A few days later, my mom called and asked me the same question. “People in Italy are staying inside their houses,” she pointed out.
“Yeah,” I said. “But SARS and MERS both stayed pretty localized to the regions they originally struck.”
Then, a few weeks later, when we were already working from home and buying dried beans, a friend asked me if she should be worried about her wedding, which was scheduled for October 2020.
“Are you kidding?” I said. “They will have figured out a vaccine or something by then.” Her wedding finally took place this month.
(cut)
Thinking like a scientist, or a scout, means “recognizing that every single one of your opinions is a hypothesis waiting to be tested. And every decision you make is an experiment where you forgot to have a control group,” Grant said. The best way to hold opinions or make predictions is to determine what you think given the state of the evidence—and then decide what it would take for you to change your mind. Not only are you committing to staying open-minded; you’re committing to the possibility that you might be wrong.

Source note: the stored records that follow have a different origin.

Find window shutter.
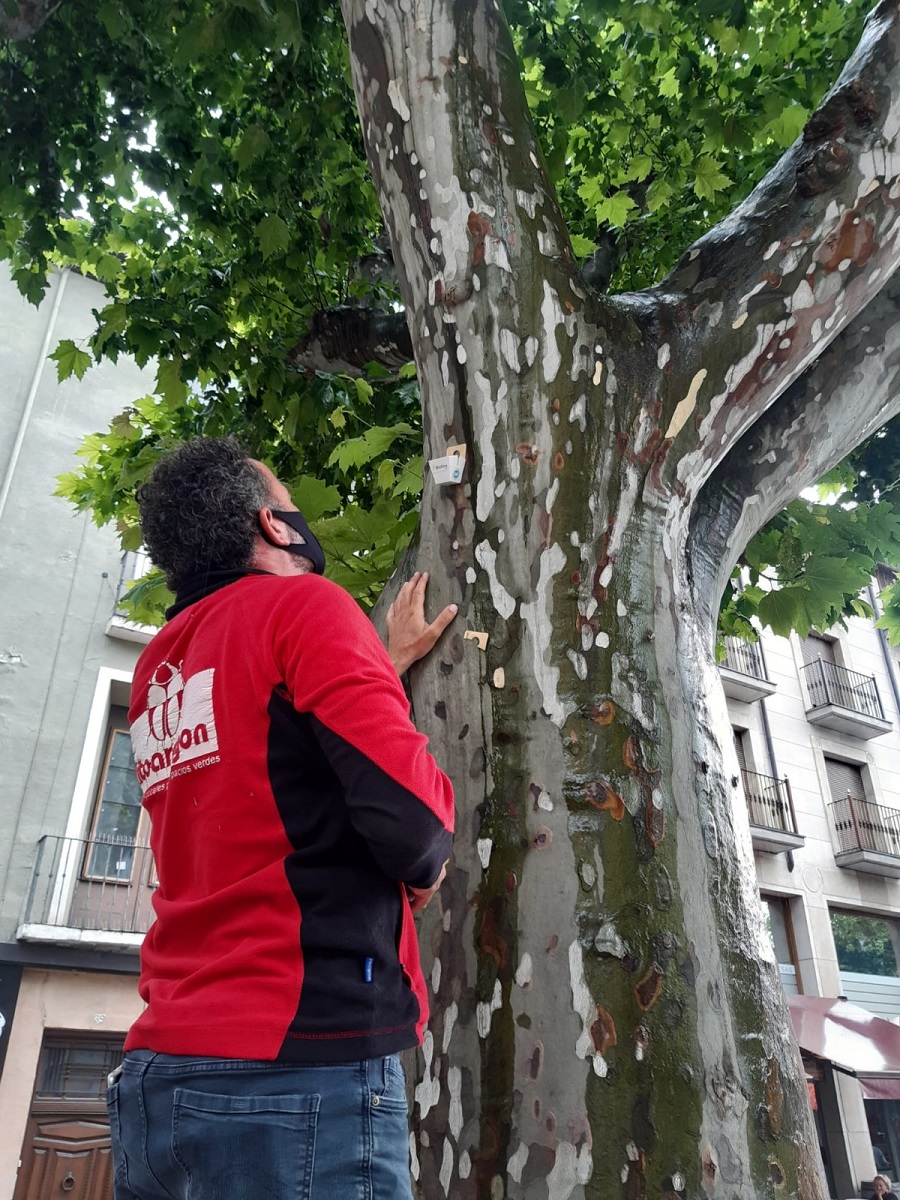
[826,758,865,800]
[803,634,834,662]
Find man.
[108,439,456,1200]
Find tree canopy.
[0,0,900,638]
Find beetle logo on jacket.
[131,662,220,796]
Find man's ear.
[259,509,290,546]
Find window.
[762,896,800,996]
[832,908,898,978]
[35,1036,122,1100]
[826,757,865,800]
[803,634,836,664]
[84,706,142,880]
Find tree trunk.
[342,0,900,1200]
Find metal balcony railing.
[829,796,900,858]
[803,659,884,721]
[114,550,152,616]
[721,637,768,682]
[740,768,798,834]
[23,834,156,934]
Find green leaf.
[571,233,596,258]
[376,458,396,494]
[694,155,731,200]
[762,104,810,149]
[257,212,290,259]
[760,586,814,637]
[290,475,341,522]
[49,337,91,383]
[647,179,674,212]
[325,421,416,470]
[594,192,637,228]
[353,376,374,404]
[234,125,271,172]
[156,359,187,406]
[659,67,682,100]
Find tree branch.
[688,268,900,616]
[287,305,413,376]
[650,0,900,493]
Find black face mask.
[260,509,325,575]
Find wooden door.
[14,1112,113,1200]
[13,1033,122,1200]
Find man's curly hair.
[138,438,272,592]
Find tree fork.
[343,0,900,1200]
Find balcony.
[106,550,157,646]
[740,769,804,854]
[16,835,156,950]
[829,796,900,880]
[803,659,890,742]
[719,637,775,704]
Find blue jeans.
[107,1050,412,1200]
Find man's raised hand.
[386,571,457,674]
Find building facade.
[0,271,154,1200]
[721,609,900,1198]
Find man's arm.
[272,576,454,907]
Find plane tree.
[0,0,900,1200]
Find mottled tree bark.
[342,0,900,1200]
[0,0,65,42]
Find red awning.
[787,996,900,1084]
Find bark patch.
[584,779,625,821]
[590,1004,618,1054]
[635,962,662,1013]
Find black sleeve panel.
[310,716,452,888]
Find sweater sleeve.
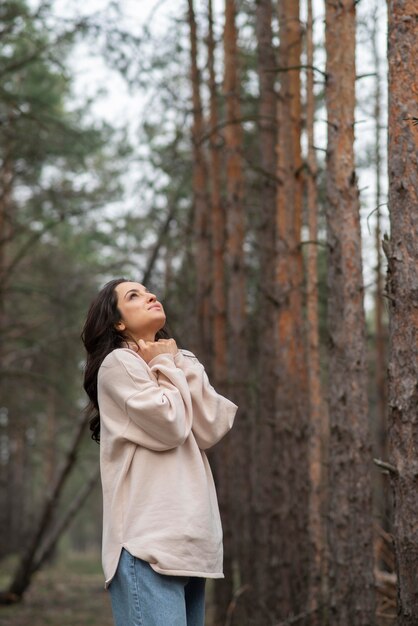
[101,350,193,451]
[174,350,238,450]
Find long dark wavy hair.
[81,278,170,443]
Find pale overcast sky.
[32,0,389,308]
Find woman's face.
[115,282,166,341]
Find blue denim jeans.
[109,548,206,626]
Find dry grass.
[0,554,113,626]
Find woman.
[82,278,238,626]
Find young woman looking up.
[82,278,238,626]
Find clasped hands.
[130,339,178,363]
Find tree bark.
[207,0,234,626]
[385,0,418,626]
[253,0,277,623]
[306,0,328,626]
[208,0,227,388]
[0,417,88,604]
[263,0,310,623]
[326,0,375,626]
[223,0,251,616]
[188,0,211,359]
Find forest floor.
[0,553,395,626]
[0,553,113,626]
[0,553,216,626]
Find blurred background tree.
[0,0,418,626]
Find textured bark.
[372,10,387,470]
[326,0,374,626]
[188,0,211,359]
[263,0,310,621]
[208,0,227,386]
[386,0,418,626]
[223,0,251,616]
[306,0,328,626]
[4,417,88,604]
[250,0,277,624]
[0,146,14,556]
[207,0,234,626]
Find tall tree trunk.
[371,2,391,531]
[0,146,15,556]
[188,0,211,360]
[253,0,277,623]
[385,0,418,626]
[306,0,328,626]
[208,0,228,391]
[0,417,88,604]
[224,0,251,616]
[326,0,374,626]
[262,0,309,621]
[207,0,234,626]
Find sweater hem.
[150,563,225,578]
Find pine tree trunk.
[306,0,328,626]
[385,0,418,626]
[253,0,277,624]
[208,0,227,391]
[326,0,374,626]
[224,0,252,616]
[261,0,310,623]
[0,417,88,604]
[188,0,211,360]
[207,0,234,626]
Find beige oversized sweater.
[98,348,238,587]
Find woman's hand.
[138,339,178,363]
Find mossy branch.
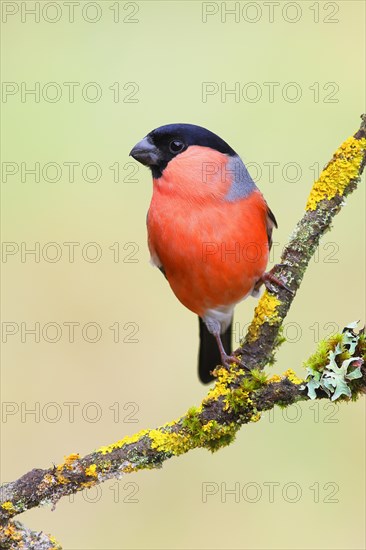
[0,115,366,550]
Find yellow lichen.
[267,374,281,384]
[306,136,366,210]
[248,290,281,341]
[57,453,80,470]
[1,500,15,513]
[85,464,98,477]
[283,369,304,384]
[97,430,149,455]
[0,522,22,545]
[250,411,261,422]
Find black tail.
[198,317,232,384]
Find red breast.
[147,146,268,316]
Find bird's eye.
[169,139,184,153]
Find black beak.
[130,137,160,166]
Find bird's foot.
[221,353,241,369]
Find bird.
[130,123,280,383]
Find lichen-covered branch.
[0,115,366,548]
[0,521,62,550]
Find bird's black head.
[130,124,236,178]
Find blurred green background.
[1,0,365,550]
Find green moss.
[304,334,349,372]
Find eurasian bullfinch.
[130,124,277,383]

Because the coronavirus has proved volatile and unpredictable, we should evaluate it as a scientist would. We can’t hold so tightly to prior beliefs that we allow them to guide our behavior when the facts on the ground change. This might mean that we lose our masks one month and don them again the next, or reschedule an indoor party until after case numbers decrease. It might mean supporting strict lockdowns in the spring of 2020 but not in the spring of 2022. It might even mean closing schools again, if a new variant seems to attack children. We should think of masks and other COVID precautions not as shibboleths but like rain boots and umbrellas, as Ashish Jha, the White House coronavirus-response coordinator, has put it. There’s no sense in being pro- or anti-umbrella. You just take it out when it’s raining.